我复现的是关于薄膜的单轴,双轴拉伸。本来想基于 ASE 的 Atoms 创建一个子类 Films,但是我不太能理清其中的继承关系,做到一半发现有部分函数调用失败,于是还是归为 Atoms 类。

1. ASE 中的 surface

参考 [1],ASE 中的 surface 包括 common surface 和 non-common surface。为了使得理解的更为透彻,也方便后面的修改,这里我主要了解的是 non-common surface 的理论介绍和源代码。

ase.build.surface

对于参数的理解有,lattice 不能是原胞,必须是 conventional cell; indices 的单位是 (a1, a2, a3), 而不是 (x,y,z); periodic 只决定 z 方向, xy 自动设为 True; layers 是指 layer of slab。在我的修改中,我想指定金属密排面的层数,以及生成的 film 是原胞

2. 一个简单的例子 (Ref [1])

可以看到这个方法的强大之处在于,我们可以任意指定一个 conventional cell,就可以创建出任意晶向的切面。

从这个例子可以得到:

s3.center(vacuum=10, axis=2)

设定的真空层厚度是可多次变化的,不会累积。

以及源代码中应该考虑到 surface 必然是要加真空层的,所以如果 vacuum = 0, 那么可以看到上下表面的原子紧挨着上下边界。如果 replicate z, 就会发现原子重叠了。

a = 4.0
Pt3Rh = Atoms('Pt3Rh',
              scaled_positions=[(0, 0, 0),
                                (0.5, 0.5, 0),
                                (0.5, 0, 0.5),
                                (0, 0.5, 0.5)],
              cell=[a, a, a],
              pbc=True)
s3 = surface(Pt3Rh, (2, 1, 1), 9)
s3.center(vacuum=10, axis=2)

Pt3Rh.set_chemical_symbols('PtRhPt2')
s4 = surface(Pt3Rh, (2, 1, 1), 9)
s4.center(vacuum=10, axis=2)

s3, s4

3. manual 中的 理论 [ref 3]

3.1 实空间描述

晶面指数 (h k l),与 (a1, a2, a3)轴交叉于 (1/h·a1, 1/k·a2, 1/l·a3)

3.2 倒空间描述

晶面法向量 n = h·b1 + k·b2 + l·b3

面内基矢量的表示

3.3 确定面内基矢量

两个基矢量的叉乘应最小,基于此去求解

3.4 确定 v3

3.5 代码中的实现

4 Spglib 寻找原胞 (ref 2)

ref [2] 中有关于寻找原胞的逻辑,先寻找对称性,然后进行转换/旋转操作。

import spglib

lattice = [[5.0759761474456697, 5.0759761474456697, 0],
           [-2.8280307701821314, 2.8280307701821314, 0],
           [0, 0, 8.57154746]]
points = [[0.0, 0.84688439, 0.1203133],
          [0.0, 0.65311561, 0.6203133],
          [0.0, 0.34688439, 0.3796867],
          [0.0, 0.15311561, 0.8796867],
          [0.5, 0.34688439, 0.1203133],
          [0.5, 0.15311561, 0.6203133],
          [0.5, 0.84688439, 0.3796867],
          [0.5, 0.65311561, 0.8796867]]
numbers = [8,] * len(points)
cell = (lattice, points, numbers)
primitive_cell = spglib.standardize_cell(cell, to_primitive=1, no_idealize=1)
print(primitive_cell[0])

However usingstandardize_cell, distortion is not removed for the distorted crystal structure.
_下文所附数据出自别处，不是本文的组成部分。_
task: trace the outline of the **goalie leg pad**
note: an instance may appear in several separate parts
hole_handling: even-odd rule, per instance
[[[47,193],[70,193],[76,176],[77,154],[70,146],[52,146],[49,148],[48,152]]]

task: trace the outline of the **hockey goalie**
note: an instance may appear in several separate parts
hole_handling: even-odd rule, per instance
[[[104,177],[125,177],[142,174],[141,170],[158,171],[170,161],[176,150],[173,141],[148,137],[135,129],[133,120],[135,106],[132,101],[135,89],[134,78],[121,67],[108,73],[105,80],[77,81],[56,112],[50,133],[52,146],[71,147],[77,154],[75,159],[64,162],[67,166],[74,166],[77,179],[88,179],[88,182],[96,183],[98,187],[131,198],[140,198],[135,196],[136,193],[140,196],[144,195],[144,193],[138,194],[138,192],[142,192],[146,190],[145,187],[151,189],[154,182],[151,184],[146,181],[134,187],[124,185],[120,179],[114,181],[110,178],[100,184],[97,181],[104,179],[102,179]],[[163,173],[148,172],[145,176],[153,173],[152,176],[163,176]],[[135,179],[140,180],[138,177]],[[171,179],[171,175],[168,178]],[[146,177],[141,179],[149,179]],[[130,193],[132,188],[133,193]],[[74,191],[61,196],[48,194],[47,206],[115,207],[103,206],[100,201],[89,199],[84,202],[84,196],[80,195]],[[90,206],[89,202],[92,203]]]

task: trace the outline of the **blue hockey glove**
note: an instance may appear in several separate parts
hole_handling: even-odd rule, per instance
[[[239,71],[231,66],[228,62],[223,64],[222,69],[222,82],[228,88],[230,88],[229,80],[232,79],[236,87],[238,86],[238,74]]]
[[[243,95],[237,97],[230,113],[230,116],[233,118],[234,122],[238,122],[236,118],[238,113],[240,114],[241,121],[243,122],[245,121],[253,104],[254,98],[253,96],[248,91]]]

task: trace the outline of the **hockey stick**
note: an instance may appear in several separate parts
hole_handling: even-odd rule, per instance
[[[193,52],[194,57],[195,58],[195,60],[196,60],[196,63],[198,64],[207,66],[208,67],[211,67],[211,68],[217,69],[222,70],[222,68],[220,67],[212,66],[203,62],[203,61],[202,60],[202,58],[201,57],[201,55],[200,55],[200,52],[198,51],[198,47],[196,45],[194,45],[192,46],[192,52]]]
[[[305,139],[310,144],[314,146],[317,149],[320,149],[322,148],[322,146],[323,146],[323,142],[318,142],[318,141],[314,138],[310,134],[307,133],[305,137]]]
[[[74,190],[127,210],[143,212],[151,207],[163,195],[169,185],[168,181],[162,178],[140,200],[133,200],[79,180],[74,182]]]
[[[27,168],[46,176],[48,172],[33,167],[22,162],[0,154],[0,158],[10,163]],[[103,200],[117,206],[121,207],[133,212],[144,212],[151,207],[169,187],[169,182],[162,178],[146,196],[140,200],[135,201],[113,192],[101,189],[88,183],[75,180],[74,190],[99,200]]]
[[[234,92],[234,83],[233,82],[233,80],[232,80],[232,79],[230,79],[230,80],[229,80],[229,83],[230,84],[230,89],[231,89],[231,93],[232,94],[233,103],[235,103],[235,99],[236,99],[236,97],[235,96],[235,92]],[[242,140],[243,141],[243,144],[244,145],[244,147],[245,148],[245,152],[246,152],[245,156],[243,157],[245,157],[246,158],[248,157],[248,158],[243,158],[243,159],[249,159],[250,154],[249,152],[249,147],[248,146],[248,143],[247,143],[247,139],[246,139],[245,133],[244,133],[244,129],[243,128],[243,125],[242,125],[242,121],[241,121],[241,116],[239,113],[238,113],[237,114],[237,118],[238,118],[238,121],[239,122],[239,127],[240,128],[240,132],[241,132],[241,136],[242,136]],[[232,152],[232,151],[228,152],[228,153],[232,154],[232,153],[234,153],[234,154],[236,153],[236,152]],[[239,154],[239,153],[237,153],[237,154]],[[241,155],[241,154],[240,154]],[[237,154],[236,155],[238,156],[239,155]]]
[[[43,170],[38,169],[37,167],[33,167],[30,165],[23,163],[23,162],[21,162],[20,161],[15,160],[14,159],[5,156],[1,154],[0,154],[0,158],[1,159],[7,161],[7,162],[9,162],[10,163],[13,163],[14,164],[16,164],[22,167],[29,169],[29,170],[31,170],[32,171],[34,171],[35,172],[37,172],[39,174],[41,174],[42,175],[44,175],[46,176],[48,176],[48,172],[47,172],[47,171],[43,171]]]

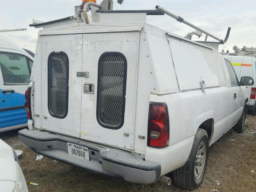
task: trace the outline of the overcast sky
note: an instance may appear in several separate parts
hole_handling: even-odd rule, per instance
[[[24,48],[34,52],[39,29],[30,27],[33,19],[47,21],[74,14],[74,7],[82,0],[0,0],[0,29],[26,28],[25,31],[0,33]],[[223,39],[228,27],[228,42],[219,50],[232,52],[235,45],[256,46],[256,0],[114,0],[114,9],[153,9],[159,5]],[[101,0],[97,0],[99,3]],[[148,16],[150,24],[184,36],[194,29],[164,16]],[[194,38],[198,40],[198,38]],[[204,37],[201,38],[204,40]],[[210,40],[210,39],[208,39]]]

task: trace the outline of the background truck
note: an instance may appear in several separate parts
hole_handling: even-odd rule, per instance
[[[256,48],[244,46],[240,48],[234,46],[234,53],[222,53],[224,58],[228,59],[234,67],[239,78],[244,76],[252,77],[256,81]],[[247,108],[250,114],[256,115],[256,86],[249,86],[247,89],[250,96]]]

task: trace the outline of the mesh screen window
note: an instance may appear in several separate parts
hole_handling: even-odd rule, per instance
[[[97,118],[103,127],[117,129],[124,124],[127,68],[121,53],[106,53],[100,58]]]
[[[48,59],[48,109],[52,116],[67,116],[68,97],[68,58],[63,52],[52,53]]]

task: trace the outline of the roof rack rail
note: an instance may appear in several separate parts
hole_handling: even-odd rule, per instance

由此可见,需要从 Atom 中按照格式输入到函数中。

import spglib
# find primitive cell using spglib
def my_find_prim(atoms: Atoms = None) -> Atoms:
    # Convert to a format suitable for spglib
    lattice = array(atoms.get_cell())
    points = array(atoms.get_scaled_positions())
    numbers = array(atoms.get_atomic_numbers())
    pbc = array(atoms.get_pbc())
    cell = (lattice, points, numbers)

    primitive_cell = spglib.standardize_cell(cell, to_primitive=1, no_idealize=1)

    # print(primitive_cell)
    # primitive_symbols = [chemical_symbols[number] for number in primitive_cell[2]]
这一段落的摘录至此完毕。